I’ll use my favorite example once again here. You cannot invite me to strap on a helmet and some gloves and invite me to be a Jedi Knight without providing me a mediating control device and a complex set of interface conventions, because I am not a Jedi Knight. I cannot just move through space as I would and be a Jedi Knight in a virtual environment. You have to tell me what to do if I want to run five times as fast I normally do, what to do if I want to jump thirty feet straight upwards, what to do if I want to force-choke a Stormtrooper or intuitively counter a lightsaber thrust. Those all have to be done in a mediating physical language that I have to painstakingly learn while playing the game. (Or even simply being at a department meeting while having the powers of a Jedi Knight.) And the better the representational technology is at showing me my alt-Jedi life and even making me feel it somehow—ouch! my haptics are mildly pressing my neck while Darth Vader chokes me!—the more the disjuncture between the body that I am and the virtuality I am enjoying is the same problem as in any other representation. I don’t need haptics or 3d projection technology to weep when Little Nell dies, nor do I need to stuff ice cubes down my shirt and pants to feel a visceral chill on reading London’s “To Build a Fire”. But neither do any of those other media forms make me want to puke because my body is mostly moving in place in reality while I hurtle along at Force-enabled speeds during a Jedi-training exercise.

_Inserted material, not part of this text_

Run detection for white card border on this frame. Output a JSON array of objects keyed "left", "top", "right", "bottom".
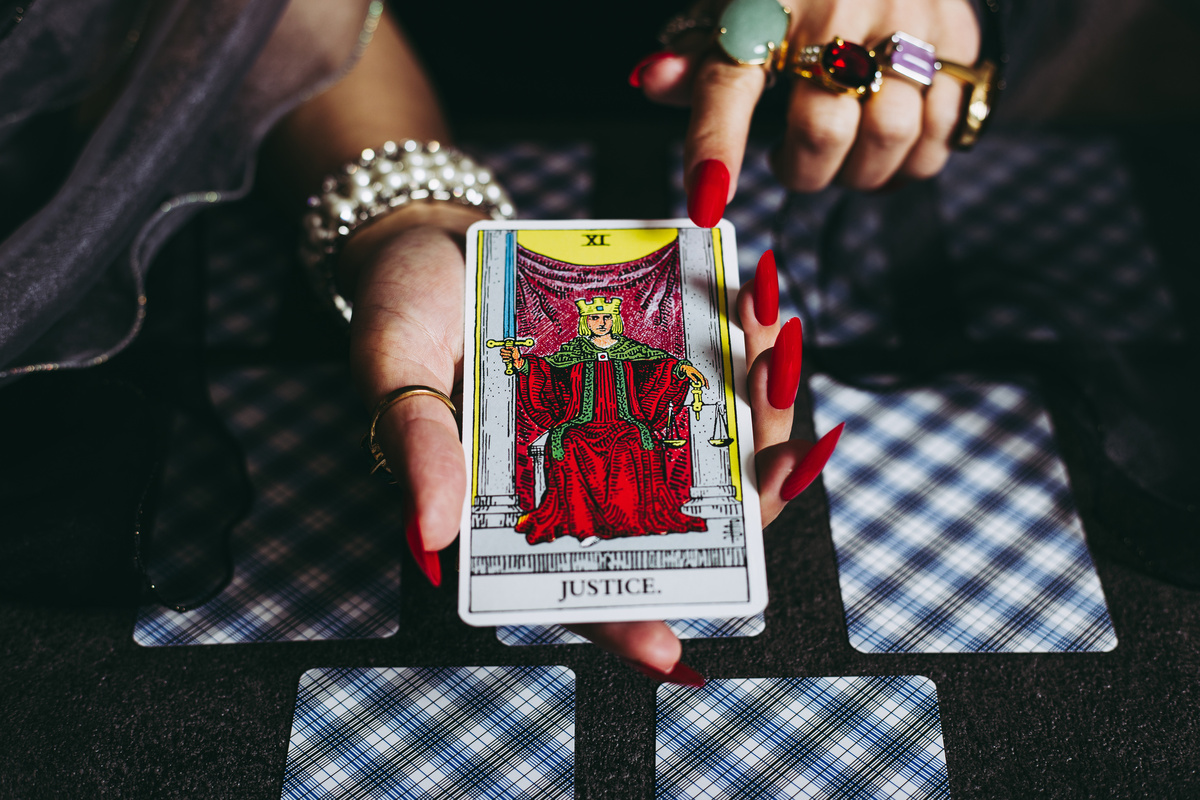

The more we think of virtuality as a dream state, the more we incur the problems of dreams. The more virtuality is an alternative materiality, the more we have to be always aware of our real materiality in enjoying it as a representational medium. The more we think of virtuality as a one-to-one mimetic replacement for our real world, a comprehensive simulation that cannot be distinguished from reality, the more we miss the point of simulation. A simulation that’s indistinguishable from the complex world of our everyday lives is pointless. We already have the complex world; why make another one? A simulation is only useful if it compresses, simplifies or changes the world enough that we can learn from it, that we can iterate it a million times to see what might happen. If that simulation is identical to the world as it is, we won’t know any better why something happened in response to an action than we do already.
These aren’t technological problems to overcome with a new helmet or some haptics, and they ensure we will never want to spend most of our time in virtuality. If we end up there all the time, it will not because we live in the land of dreams but because we have been imprisoned in nightmares. Virtuality is a fine addition to our technologies for experiencing and making culture, but it’s not a killer app or the future that we will all live within.
Image credit: Photo by Martin Sanchez on Unsplash
We already have a complex world that includes complex feats of imagination over materiality (as anyone who was ever engrossed in a novel and forgot about dinner can attest), so why try to force-build another one? I think you nailed it, Tim: to make our every breath “productive” in an economic sense. Why? So Elon Musk can ride a giant phallus to the edge of space? So Jeff Bezos can build a stately pleasure dome in New Zealand and never have to leave it at all? I don’t own an Apple Watch for a reason.